Usta okuyucular, her kitabın ayrı bir gezegen olduğunu ve üzerinde gezinmenin birtakım kurallara dayandığını bilirler. Öncelikle kapılarını araladığınızda, içi dışından büyük boyutlarıyla sizi şaşırtmayı beklediklerini, sizin de tam bu sebeple şaşırmamanız gerektiği birinci kuraldır. Yoksa kontrol tamamen, girişin hemen yanında nöbet tutup gelişinizi bekleyen rehbere geçer. Rehber, kendi dünyasının sözcüsüdür ve kilitli kapıların şifreleri yalnızca onda olduğu için topraklarında en büyük güce o sahiptir. Size gezegeni tanıtacak ve kaybolmamanızı sağlayacak olan odur. Çoğu tek başına çalışmayı tercih etse de bazıları, gruplar hâlinde çalışıp dönüşümlü iş başı yapmayı da sever.

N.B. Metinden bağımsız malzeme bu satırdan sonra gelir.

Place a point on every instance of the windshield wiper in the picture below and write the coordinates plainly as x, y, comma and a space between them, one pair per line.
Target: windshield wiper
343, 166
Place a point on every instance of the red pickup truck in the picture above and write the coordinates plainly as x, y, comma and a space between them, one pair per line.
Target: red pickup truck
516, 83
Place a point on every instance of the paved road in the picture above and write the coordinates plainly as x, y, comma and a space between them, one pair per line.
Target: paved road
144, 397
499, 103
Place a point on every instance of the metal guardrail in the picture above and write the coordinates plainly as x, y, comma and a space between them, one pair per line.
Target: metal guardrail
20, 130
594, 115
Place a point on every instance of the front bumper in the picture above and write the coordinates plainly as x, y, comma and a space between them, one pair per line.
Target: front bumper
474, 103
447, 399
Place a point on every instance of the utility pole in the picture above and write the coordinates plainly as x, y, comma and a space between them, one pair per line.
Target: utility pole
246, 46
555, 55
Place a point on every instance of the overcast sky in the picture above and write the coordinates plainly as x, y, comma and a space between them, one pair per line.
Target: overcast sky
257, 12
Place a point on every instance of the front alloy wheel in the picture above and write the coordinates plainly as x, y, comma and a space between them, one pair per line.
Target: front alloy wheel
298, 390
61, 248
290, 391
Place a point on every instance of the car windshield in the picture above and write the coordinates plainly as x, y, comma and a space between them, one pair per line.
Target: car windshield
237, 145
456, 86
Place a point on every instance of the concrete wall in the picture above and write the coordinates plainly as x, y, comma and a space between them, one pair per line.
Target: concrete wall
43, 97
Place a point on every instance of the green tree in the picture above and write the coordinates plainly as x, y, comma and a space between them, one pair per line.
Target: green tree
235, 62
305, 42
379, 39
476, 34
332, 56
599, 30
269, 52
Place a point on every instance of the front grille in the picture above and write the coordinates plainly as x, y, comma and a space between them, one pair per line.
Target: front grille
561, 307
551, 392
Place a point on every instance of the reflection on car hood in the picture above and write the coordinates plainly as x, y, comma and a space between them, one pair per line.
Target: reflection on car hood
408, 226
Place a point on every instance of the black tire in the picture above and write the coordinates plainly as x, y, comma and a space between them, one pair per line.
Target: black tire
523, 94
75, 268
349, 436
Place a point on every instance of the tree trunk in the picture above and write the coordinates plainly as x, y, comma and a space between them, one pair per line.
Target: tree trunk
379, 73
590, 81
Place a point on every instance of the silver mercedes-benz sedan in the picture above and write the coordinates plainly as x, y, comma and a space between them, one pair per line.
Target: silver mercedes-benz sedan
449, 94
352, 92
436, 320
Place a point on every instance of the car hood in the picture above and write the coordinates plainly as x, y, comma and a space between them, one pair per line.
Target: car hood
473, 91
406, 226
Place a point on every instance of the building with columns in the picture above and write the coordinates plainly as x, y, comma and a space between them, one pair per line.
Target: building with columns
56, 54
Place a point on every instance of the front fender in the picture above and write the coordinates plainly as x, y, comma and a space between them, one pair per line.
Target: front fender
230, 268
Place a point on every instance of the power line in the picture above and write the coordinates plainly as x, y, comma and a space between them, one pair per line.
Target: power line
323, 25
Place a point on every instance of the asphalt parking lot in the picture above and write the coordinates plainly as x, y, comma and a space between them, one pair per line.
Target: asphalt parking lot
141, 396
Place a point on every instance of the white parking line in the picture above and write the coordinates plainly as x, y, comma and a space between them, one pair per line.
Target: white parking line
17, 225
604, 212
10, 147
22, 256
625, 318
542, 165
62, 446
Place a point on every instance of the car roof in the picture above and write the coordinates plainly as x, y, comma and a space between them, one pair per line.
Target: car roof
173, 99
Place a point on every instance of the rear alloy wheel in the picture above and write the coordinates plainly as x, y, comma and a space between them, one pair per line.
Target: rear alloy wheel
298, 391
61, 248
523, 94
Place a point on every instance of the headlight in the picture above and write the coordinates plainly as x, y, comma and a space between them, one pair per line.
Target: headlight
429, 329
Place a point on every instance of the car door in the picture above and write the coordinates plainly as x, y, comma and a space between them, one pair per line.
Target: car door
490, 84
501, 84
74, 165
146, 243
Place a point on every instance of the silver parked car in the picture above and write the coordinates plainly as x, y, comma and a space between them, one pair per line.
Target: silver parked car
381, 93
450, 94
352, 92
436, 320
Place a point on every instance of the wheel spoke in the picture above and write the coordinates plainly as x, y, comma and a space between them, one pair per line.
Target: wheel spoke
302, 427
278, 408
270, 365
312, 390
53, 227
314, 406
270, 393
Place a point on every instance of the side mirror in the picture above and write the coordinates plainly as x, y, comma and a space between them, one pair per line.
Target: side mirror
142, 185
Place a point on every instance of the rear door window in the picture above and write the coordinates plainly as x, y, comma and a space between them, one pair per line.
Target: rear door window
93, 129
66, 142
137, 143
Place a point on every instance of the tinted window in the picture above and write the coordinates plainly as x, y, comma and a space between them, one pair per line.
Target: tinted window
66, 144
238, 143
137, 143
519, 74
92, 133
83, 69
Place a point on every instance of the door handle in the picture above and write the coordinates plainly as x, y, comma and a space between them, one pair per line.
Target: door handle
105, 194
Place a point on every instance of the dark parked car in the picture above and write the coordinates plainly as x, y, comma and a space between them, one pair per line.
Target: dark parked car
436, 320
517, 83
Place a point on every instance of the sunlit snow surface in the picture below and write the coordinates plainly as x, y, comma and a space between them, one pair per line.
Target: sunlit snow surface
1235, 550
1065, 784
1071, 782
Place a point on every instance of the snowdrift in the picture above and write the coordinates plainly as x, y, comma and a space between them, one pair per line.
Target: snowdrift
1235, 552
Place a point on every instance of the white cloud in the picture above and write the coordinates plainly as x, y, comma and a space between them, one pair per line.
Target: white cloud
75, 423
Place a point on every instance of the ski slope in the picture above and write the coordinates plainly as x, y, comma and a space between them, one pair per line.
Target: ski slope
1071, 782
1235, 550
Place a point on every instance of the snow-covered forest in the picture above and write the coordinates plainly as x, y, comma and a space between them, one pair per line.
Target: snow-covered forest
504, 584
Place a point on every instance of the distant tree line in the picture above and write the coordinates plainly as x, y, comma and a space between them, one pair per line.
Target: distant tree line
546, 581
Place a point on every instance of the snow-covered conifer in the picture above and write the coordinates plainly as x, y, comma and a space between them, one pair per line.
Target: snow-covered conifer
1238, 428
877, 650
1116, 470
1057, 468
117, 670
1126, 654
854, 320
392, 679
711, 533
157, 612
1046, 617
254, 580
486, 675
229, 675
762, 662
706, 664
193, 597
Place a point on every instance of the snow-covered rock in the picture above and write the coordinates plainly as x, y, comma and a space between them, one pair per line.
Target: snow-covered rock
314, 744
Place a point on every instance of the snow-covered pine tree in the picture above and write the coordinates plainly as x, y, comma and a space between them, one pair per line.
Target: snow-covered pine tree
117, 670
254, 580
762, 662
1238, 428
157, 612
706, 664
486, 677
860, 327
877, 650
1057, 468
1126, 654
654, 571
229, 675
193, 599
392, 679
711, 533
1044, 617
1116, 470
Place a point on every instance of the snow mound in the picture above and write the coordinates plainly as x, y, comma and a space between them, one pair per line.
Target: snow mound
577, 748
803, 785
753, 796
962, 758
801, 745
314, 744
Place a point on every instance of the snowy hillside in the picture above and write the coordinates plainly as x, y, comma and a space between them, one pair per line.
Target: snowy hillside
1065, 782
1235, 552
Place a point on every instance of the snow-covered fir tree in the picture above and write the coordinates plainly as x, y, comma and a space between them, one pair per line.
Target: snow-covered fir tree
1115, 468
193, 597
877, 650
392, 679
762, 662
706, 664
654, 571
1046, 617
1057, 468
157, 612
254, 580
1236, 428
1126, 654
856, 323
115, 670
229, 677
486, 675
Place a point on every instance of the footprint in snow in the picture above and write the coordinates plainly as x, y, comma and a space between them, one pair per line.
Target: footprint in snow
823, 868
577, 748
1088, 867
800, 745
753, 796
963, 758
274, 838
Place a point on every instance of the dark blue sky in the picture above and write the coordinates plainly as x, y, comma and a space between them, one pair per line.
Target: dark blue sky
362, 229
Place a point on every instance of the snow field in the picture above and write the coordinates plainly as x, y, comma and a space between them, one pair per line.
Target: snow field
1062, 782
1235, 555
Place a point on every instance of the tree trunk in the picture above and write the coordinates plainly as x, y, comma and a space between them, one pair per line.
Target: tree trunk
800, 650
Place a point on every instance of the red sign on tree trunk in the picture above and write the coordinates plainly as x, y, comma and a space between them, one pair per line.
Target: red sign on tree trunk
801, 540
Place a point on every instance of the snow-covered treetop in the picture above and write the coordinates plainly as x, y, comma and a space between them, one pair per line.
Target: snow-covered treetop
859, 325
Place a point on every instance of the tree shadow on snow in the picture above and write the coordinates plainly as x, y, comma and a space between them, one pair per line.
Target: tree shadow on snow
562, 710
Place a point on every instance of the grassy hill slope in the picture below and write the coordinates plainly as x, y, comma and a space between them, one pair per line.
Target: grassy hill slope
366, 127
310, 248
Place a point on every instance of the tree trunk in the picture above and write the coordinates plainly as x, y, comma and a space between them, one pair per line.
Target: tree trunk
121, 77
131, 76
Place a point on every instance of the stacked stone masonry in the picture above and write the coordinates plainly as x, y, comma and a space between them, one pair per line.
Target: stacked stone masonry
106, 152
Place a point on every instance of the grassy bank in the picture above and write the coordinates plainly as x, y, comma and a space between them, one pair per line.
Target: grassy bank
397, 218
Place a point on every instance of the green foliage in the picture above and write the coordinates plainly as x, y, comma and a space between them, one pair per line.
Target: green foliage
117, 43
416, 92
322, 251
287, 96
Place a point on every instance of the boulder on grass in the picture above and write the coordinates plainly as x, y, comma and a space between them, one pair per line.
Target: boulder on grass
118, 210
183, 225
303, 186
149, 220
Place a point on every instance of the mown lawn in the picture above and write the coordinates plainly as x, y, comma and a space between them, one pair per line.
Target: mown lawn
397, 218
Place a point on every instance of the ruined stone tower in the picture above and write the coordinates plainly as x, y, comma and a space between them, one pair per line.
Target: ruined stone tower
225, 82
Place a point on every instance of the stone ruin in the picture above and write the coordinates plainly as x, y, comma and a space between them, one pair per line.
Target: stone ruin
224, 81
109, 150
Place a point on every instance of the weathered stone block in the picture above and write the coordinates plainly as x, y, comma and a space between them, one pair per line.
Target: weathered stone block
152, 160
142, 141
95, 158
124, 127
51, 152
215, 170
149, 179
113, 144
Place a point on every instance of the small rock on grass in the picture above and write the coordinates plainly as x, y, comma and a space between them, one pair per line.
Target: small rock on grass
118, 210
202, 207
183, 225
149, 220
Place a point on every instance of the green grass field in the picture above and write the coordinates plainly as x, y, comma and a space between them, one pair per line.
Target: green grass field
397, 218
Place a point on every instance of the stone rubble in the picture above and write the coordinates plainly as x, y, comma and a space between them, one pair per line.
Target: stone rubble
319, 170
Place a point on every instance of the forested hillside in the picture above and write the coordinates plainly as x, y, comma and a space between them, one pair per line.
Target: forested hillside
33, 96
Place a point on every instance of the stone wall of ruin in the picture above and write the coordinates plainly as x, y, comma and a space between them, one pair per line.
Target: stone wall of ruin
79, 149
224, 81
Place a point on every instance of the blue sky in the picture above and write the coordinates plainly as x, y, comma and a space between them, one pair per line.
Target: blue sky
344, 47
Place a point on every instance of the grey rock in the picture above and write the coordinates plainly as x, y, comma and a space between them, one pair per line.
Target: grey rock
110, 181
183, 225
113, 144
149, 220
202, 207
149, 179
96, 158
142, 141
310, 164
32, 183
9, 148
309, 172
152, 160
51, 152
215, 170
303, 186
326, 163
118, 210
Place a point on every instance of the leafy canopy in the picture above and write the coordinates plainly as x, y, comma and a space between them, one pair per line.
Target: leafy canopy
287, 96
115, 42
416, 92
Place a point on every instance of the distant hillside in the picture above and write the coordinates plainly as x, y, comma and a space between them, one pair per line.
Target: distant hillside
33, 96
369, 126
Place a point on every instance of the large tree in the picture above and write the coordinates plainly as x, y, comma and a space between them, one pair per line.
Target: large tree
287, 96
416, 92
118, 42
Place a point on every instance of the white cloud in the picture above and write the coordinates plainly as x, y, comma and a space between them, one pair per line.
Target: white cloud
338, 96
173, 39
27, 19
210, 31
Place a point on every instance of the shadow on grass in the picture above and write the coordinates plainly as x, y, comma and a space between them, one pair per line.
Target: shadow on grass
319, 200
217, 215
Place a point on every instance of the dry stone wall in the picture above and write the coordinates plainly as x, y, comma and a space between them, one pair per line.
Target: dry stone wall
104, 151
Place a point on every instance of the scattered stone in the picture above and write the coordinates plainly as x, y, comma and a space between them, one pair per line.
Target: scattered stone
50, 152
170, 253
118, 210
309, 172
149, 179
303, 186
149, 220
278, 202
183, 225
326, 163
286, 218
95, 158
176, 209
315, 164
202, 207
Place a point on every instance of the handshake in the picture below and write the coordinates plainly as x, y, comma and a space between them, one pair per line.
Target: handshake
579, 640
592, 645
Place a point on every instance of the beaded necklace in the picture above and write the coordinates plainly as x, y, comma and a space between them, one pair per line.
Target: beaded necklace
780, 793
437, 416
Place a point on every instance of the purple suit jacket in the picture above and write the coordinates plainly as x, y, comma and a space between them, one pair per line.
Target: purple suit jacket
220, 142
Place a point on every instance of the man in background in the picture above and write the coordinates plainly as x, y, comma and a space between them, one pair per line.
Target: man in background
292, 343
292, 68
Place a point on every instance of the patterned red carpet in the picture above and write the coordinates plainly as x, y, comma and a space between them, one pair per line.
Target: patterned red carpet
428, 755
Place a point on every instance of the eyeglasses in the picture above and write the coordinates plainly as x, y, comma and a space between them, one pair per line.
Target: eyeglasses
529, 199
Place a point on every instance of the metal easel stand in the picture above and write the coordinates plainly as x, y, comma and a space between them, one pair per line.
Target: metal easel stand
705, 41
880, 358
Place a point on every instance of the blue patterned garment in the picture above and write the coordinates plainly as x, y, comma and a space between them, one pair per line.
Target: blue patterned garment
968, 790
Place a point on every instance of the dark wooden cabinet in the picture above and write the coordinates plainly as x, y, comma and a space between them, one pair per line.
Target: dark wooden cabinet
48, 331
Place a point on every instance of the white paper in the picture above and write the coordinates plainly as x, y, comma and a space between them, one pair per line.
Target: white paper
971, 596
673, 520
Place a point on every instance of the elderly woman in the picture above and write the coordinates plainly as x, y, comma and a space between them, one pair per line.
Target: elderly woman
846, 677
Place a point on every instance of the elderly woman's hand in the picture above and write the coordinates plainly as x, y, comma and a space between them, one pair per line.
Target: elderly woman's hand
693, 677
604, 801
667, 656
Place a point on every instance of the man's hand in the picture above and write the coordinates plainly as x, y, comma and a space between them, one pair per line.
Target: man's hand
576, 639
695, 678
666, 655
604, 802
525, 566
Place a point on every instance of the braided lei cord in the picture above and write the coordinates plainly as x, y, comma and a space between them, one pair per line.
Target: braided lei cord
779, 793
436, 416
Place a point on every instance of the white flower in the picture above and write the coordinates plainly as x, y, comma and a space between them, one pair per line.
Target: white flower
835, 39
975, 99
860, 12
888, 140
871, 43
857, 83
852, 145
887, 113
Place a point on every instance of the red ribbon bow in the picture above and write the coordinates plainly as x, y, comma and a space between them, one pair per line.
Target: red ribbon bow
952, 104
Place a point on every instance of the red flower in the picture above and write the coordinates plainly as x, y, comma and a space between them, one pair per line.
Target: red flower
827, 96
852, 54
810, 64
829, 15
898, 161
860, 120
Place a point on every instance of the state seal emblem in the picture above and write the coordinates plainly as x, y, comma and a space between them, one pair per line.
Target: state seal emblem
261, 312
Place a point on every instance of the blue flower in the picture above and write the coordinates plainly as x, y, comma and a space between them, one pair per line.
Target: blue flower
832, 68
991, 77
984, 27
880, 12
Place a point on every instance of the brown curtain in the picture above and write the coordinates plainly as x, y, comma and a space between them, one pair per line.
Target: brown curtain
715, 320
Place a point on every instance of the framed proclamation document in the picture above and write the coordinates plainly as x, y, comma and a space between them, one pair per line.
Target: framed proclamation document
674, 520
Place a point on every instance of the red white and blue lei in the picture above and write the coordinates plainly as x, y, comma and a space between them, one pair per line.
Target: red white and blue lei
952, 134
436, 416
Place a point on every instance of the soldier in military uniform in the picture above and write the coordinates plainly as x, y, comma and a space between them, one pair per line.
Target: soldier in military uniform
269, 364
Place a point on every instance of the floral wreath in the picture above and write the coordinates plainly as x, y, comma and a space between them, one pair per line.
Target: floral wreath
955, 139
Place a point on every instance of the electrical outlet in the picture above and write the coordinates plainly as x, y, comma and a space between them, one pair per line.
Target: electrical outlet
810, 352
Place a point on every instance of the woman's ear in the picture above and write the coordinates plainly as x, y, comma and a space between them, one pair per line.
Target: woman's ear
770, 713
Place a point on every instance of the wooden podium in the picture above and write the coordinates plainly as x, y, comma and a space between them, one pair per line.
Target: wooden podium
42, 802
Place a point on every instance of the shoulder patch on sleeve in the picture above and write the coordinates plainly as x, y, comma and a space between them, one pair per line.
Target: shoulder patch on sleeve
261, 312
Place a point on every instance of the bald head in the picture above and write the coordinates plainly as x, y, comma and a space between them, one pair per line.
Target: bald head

Genellikle kendilerini kısaca tanıttıktan sonra özel şovlarını sunarak tura başlarlar. Ancak aksisine düştüyseniz, yolculuğun sonuna doğru ismini öğrenirseniz şanslınız demektir, bizden söylemesi. Böylesi durumlarda yapacağınız en iyi şey, terlediğinizi çaktırmamak ve elinizin altında bir kitap ayracı bulundurmak olacaktır. Kitap ayraçları yıllar içerisinde, rehberlerin kendilerine özgü dillerini anlamanız için işe yarar hâle getirildiği gibi size metanet de sağlarlar. Küçük çocukların geceleri ayıcıklarına sarılışı kadar teskin edicidirler. Korkunun kokusunu alan bazı rehberlere karşı, kokulu ayraç kullanımının epey etkili olduğu da iddia ediliyor son zamanlarda. Ne yazık ki bu konuda yeterli veri yoktur.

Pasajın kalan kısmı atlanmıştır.